Data Validation is the process of verifying extracted data for multiple accuracy points, including whether the correct data is extracted and if the extracted data itself is accurate. This can occur manually (Human in the Loop) or automatically (against a database or rules).

Deep Learning

Deep Learning is part of the broader family of machine learning methods, based on artificial Neural Networks with representation learning. It enables machines to process large volumes of information and perform more complex tasks.

Document Splitting

Document Splitting often occurs alongside Document Classification.
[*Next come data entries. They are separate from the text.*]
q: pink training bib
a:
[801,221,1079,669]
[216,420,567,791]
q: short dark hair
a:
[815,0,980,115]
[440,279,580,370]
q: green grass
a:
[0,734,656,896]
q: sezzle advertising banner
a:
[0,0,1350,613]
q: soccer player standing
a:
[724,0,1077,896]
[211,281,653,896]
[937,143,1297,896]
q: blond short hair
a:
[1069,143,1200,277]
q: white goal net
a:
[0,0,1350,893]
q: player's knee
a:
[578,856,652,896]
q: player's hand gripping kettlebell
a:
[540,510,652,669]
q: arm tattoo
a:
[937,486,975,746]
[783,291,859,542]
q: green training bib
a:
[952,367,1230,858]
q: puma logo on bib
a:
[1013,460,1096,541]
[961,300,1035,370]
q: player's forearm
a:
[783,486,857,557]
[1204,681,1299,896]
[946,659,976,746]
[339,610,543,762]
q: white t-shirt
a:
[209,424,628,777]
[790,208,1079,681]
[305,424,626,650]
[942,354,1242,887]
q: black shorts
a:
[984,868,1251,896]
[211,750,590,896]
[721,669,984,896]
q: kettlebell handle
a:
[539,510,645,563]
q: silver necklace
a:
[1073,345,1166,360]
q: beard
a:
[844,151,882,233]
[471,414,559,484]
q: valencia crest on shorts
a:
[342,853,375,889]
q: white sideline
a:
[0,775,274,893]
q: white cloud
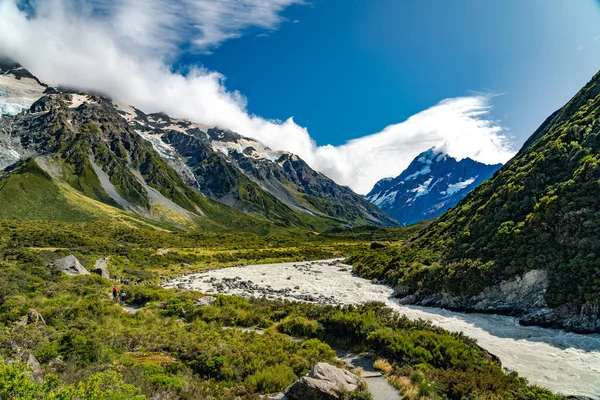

It uses machine learning to divide documents into smaller batches or pages.

Entity Extraction

Entity Extraction (also known as Entity Recognition) is a sub-task of information extraction that locates and classifies named entities in unstructured text into predefined categories, such as a person’s name, ID number, address, organization, etc.

Ground Truth

Ground Truth is information known to be real or true, obtained through direct observation and measurement. In machine learning, it represents the ideal expected result and is generated by labeling data to train AI models.

Human in the Loop (HITL)

In machine learning, HITL refers to humans assisting computers in making correct decisions while building a model. In IDP, HITL describes a human worker intervening in the review process to manually correct and validate results that did not pass straight-through processing.

Intelligent Character Recognition (ICR)

ICR is a subtype (or advancement) of OCR, often used when dealing with handwriting. At PLANET AI, it is a component of the Recognition feature.

Key-Value Pair Extraction

A Key-Value pair links two data elements: the key is a unique identifier defining the dataset, and the value is the identified data. Key-Value Pair Extraction identifies and extracts Key-Value pair structures from documents, mainly used in the context of form or table extraction.

Low-Code Platform

Platforms with Low-Code capabilities support visual programming abstractions, such as model-driven, metadata-based programming, and user interface creation. They include a database and are used for rapid application development with simplified software development life cycle tooling.

Model

A (machine learning) Model has been trained to recognize and interpret specific types of patterns. Users train a model with a dataset, providing an algorithm for reasoning and learning from the data.

Neural Network

Neural Networks, also known as Artificial Neural Networks (ANNs) or simulated neural networks (SNNs), form a subset of machine learning and are at the core of deep learning algorithms.

No Code

No Code development tools completely abstract the codebase by providing a visual “what you see is what you get” interface for building an application, covering the data model, business logic, workflows, and the user interface (UI).

Optical Character Recognition (OCR)

OCR is a process that converts printed text into machine-readable text and digitally accessible files. Sub-types include intelligent character recognition (ICR) and intelligent word recognition (IWR), both often used for handwriting recognition.

Redaction

Document Redaction identifies and removes sensitive information from documents.

Signature Detection

Signature Detection is used to locate signatures in documents and extract them as image snippets. It can be combined with Signature Verification.

Signature Verification

Signature Verification uses characteristics of a person’s signature as a biometric technique to authenticate identity. In IDP, image snippets of signatures can be used for validation against a database.

Table Recognition

Table Recognition detects tables in documents and provides results based on the table structure. It can be considered a specialized form of information extraction and can also be part of an OCR/capturing process.